C’est dans ce contexte qu’apparaissent alors les liens entre pathologies et univers organisationnels, mais aussi entre injonctions contradictoires et le besoin d’équiper le travailleur pour prendre soin de son « pouvoir d’agir ». Ce qui, entre parenthèses, forme une adresse bien exigeante à l’égard de ses représentants… Voilà le travail « sous domination » de la finance comme des réorganisations permanentes dont l’objectif majeur est la réalisation d’économies d’échelle. Les logiques de performances à court terme étant ravageuses pour les entreprises et donc pour le travail. Ce que renforce la crise récente « venue sanctionner l’autisme actionnarial et l’auto-valorisation de la finance au détriment de l’économie réelle ».

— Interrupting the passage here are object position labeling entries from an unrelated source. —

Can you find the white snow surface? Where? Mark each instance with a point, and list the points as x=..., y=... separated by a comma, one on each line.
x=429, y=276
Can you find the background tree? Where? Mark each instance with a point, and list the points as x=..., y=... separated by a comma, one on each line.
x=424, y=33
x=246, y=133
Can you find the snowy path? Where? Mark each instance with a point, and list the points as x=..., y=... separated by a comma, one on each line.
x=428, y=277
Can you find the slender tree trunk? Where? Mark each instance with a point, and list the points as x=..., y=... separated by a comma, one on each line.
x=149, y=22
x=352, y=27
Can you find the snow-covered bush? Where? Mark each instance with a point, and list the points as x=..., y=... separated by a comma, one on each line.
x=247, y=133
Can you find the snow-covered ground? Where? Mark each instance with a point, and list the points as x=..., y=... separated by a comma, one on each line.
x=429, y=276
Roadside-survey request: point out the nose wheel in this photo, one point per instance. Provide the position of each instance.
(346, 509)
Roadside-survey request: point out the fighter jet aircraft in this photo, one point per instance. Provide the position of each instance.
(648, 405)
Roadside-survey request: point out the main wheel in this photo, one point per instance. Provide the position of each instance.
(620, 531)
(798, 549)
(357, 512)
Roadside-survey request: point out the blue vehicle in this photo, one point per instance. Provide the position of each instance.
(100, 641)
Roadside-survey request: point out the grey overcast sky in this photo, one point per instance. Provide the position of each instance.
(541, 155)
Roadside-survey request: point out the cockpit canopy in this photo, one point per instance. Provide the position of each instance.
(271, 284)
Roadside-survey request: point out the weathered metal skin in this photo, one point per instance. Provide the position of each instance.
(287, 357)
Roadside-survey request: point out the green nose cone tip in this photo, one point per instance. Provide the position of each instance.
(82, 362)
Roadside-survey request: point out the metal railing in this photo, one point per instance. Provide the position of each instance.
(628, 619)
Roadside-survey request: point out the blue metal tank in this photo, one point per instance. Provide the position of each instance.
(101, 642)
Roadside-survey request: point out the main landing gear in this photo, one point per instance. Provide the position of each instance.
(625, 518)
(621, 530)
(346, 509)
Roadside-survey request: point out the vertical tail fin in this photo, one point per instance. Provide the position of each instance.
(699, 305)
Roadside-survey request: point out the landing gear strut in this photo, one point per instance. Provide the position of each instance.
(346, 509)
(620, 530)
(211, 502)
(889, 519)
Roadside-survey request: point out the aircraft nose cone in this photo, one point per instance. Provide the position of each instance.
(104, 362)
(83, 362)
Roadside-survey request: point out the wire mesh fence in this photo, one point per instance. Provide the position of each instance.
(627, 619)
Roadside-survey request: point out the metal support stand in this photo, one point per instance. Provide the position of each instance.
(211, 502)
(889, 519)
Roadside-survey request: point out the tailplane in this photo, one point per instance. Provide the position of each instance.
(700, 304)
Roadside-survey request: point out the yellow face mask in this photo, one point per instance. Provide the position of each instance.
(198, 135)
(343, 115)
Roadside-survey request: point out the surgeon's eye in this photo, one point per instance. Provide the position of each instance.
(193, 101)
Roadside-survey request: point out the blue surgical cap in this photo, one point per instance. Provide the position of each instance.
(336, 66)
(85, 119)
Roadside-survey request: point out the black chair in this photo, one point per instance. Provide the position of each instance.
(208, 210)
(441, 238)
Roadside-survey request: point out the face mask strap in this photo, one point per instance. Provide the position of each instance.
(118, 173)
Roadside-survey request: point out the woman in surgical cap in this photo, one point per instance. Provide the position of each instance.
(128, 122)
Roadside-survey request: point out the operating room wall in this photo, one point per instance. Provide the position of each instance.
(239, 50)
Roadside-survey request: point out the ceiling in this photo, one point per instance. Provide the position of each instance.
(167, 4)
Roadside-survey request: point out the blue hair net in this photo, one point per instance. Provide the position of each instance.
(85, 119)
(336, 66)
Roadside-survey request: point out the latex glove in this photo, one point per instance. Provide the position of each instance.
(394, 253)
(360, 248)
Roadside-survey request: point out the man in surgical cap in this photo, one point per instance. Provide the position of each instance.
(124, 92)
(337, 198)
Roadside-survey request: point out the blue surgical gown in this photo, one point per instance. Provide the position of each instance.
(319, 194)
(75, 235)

Les conséquences d’une telle forme de gestion sont la contradiction entre le travail et l’emploi, alors qu’on ne peut séparer la force de travail et les compétences de celui ou celle qui les porte. Une tension majeure à l’origine de la vision quantitative du travail qui, schématiquement, satisfait employeurs et politiques publiques. M. Lallement rappelle la nécessité de « marquer nettement la différence entre le travail en tant que pratique et l’emploi en tant que statut » et ouvre son constat engagé sur l’inspiration d’André Gorz fustigeant « la lutte contre le chômage à tout prix ayant pour contrepartie la dégradation du travail au rang d’activité de serviteur ». Des tensions du travail à l’action syndicale passent ainsi l’émancipation des salariés et la valorisation de leurs compétences. Tout un programme syndical.